Que penser de cette annonce? «A mon avis, cette annonce de Mark Zuckerberg est une façon de remettre Meta sur le devant de la scène. En d’autres mots, c’est une opération de communication», estime Sabine Süsstrunk, directrice du Laboratoire d’images et représentation visuelle de la Faculté informatique et communications de l’EPFL.
A ce flou se rajoute le souci de définir l’IAG clairement. «Selon moi, cette super IA peut apprendre à effectuer n’importe quelle tâche que les humains peuvent accomplir. En d’autres termes, c’est un modèle d’IA qui peut auto-apprendre de son environnement à partir de différentes modalités d’entrée (visuelle, audio, tactile) et décider ensuite de la manière d’exécuter une tâche comme le ferait un humain», poursuit la professeure.
Des limites concrètes
Et selon Sabine Süsstrunk, aucune entreprise, de Meta à OpenAI, en passant par Google, ne peut prétendre s’approcher d’une IAG. «Nous ne disposons pas d’un modèle d’IA capable d’écrire, de conduire une voiture et de cuisiner, par exemple. Le seul modèle capable d’écrire peut en partie auto-apprendre à mieux écrire, mais il ne peut pas conduire. Nous avons besoin d’un modèle formé différemment qui a vu de nombreux cas de route pour cela. Et par «beaucoup», nous entendons des millions d’images et de vidéos de scènes routières… Soit bien plus que ce qu’un conducteur novice a vu avant de passer son permis de conduire.»
La spécialiste poursuit cette analogie: «Les humains peuvent apprendre à partir de beaucoup moins d’exemples, mais en incorporant plus de modalités (informations visuelles, auditives, paroles et texte) que les modèles d’IA actuels ne peuvent le faire.»
Il y a quelques jours, c’est DeepMind, une filiale de Google, qui a elle aussi évoqué l’IAG. Récemment, la société a confronté son système AlphaGeometry à une série de problèmes de géométrie des Olympiades internationales de mathématiques. AlphaGeometry a obtenu un score de 83%, un résultat proche de celles des médaillés d’or de la compétition. «Il s’agit d’une étape cruciale vers la construction d’une IAG. C’est un autre exemple qui montre comment l’IA peut nous aider à faire progresser la science et à mieux comprendre les processus sous-jacents qui déterminent le fonctionnement du monde», a affirmé au Financial Times Quoc V. Le, chercheur chez DeepMind.
Analogie avec les drones
Faut-il s’en émerveiller ou craindre qu’une IAG hors de contrôle se retourne contre les humains? «Comme toute technologie, elle sera utilisée pour faire le «bien», mais elle peut aussi faire du mal, répond Sabine Süsstrunk. Plus une technologie est sophistiquée, plus les conséquences sont importantes.
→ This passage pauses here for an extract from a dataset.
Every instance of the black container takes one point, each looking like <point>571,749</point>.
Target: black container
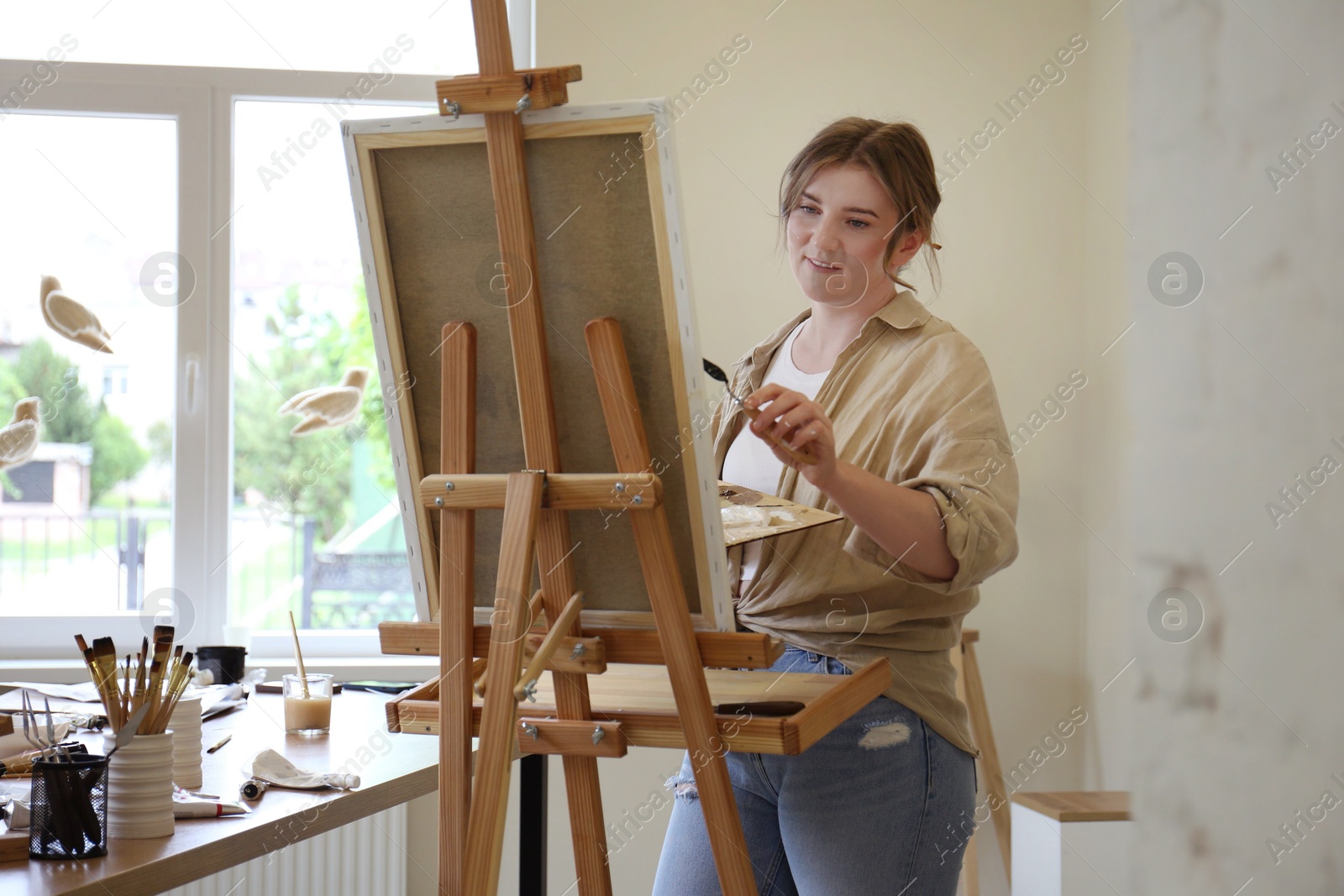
<point>225,663</point>
<point>69,808</point>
Prenons l’exemple des drones. Ils sont incroyablement utiles pour les secours en cas de catastrophe, car ils peuvent aller dans des endroits inaccessibles aux humains, ils peuvent également créer des vidéos très intéressantes de la descente du Lauberhorn en suivant les skieurs à leur vitesse. Mais ils sont aussi utilisés pour bombarder des villes.»